At the height of the growing season, customers can buy plums, nectarines, blueberries, peppers, corn, cucumbers and watermelon. A table holds glass jars of apple butter, quince jelly, Vidalia onion relish, pine- apple preserves, honey and other delicacies.

About eight years ago, the farm started selling Christmas trees and handmade wreaths in November and December. Three years ago, it added fresh flowers and plants.

Kim Taylor, who was given control of the farm stand about two years ago by her uncle, Bob Harbin, said the farm was started in the late 1920s by seven Harbin brothers: Andrew, Blufe, Robert, Sherman, Hubert, Rufus and George.

They had land throughout Howard County - 50 acres near Route 99 and 30 acres off Marriottsville Road - and grew corn and tomatoes for the former Acme supermarkets. "That's basically what they did for income," she said.

In the 1950s, they started the retail outlet as a little cart along U.S. 29, "where [Route] 108 is now," back when it was a slow-moving two-lane road.

The brothers ran the farm together, Taylor said. Edna, the wife of Robert, took care of all the brothers, doing the cooking and cleaning for the farm and providing canned goods that were sold. Now 85, she still lives next door to the farm stand, Taylor said. "She was known really for her pickled vegetable medley and her canned tomatoes and string beans," Taylor said.

In 1968, Sylvia and Bob Harbin, the children of Edna and Robert, started the farm stand where it is today, selling corn and tomatoes that they grew.

These days, the stand is run by Taylor; her husband, Michael Taylor (who works for the government); and sons Brian Sennett, 18, who just graduated from Mount Hebron High School, and Joe Sennett, 21.

Sylvia and Bob Harbin, and their sister, Jean Rest, who is Kim Taylor's mother, also come in on weekends, as do Rufus and Glen Harbin, the sons of co-founder Rufus Harbin.

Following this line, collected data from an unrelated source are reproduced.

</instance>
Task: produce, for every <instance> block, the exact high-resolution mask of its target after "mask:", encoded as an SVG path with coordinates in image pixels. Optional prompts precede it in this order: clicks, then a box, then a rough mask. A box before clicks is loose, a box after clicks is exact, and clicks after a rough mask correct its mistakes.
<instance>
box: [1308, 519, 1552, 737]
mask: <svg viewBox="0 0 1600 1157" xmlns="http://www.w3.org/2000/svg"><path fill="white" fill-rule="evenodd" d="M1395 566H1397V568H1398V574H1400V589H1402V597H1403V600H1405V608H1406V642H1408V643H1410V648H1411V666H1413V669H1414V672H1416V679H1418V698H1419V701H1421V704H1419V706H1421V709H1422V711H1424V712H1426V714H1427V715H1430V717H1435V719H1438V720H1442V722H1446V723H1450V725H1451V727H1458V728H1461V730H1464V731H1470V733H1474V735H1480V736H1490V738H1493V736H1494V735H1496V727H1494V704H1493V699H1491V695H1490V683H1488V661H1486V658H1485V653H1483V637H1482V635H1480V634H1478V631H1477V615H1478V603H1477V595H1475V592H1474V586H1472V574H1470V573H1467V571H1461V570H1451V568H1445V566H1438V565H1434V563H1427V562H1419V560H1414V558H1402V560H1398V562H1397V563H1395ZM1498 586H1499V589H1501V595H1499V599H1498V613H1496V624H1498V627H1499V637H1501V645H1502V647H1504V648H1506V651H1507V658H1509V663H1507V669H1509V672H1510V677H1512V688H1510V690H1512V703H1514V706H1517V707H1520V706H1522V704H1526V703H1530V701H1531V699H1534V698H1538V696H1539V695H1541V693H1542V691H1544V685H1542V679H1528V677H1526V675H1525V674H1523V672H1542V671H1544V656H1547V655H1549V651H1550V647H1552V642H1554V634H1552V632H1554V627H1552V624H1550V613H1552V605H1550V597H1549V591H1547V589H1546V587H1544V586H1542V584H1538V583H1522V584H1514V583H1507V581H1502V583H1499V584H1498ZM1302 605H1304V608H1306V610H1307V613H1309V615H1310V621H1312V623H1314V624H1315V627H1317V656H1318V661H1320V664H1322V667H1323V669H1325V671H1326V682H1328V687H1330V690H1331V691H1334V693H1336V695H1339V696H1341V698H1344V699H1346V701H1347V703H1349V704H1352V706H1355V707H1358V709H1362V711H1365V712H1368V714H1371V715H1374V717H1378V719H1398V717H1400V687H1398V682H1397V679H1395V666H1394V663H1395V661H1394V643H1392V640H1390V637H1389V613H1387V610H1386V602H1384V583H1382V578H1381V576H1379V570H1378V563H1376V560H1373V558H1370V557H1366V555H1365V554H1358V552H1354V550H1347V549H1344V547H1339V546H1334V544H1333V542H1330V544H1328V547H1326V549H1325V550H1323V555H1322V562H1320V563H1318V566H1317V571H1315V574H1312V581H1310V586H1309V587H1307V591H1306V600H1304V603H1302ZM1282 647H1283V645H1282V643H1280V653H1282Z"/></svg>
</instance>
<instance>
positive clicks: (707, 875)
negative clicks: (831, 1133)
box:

Bob Harbin is in charge of procuring the produce. He will travel one day to Pennsylvania, visiting Amish farms, and another day to the Eastern Shore, Kim Taylor said. "He's supposedly retired but is nowhere near retiring," she said.

The Amish farms, which provide most of the flowers, as well as some produce, can be challenging. The Amish do not use phones, so Bob Harbin has to arrive and see what is available. He chooses all the produce, Kim Taylor noted, and said that he doesn't simply accept crates of fruits or vegetables but that he looks through and takes only what looks good.

When the summer produce starts to taper off, it is time for apples and cider from Baugher's farm and fall mums. As winter approaches, Christmas trees and wreaths are sold. Then it is time to close the farm until spring.

"It's a lot of work, but I love working outside," Kim Taylor said.

Harbin's Farm is open seven days a week, from 9 a.m. to 6 p.m., April through December.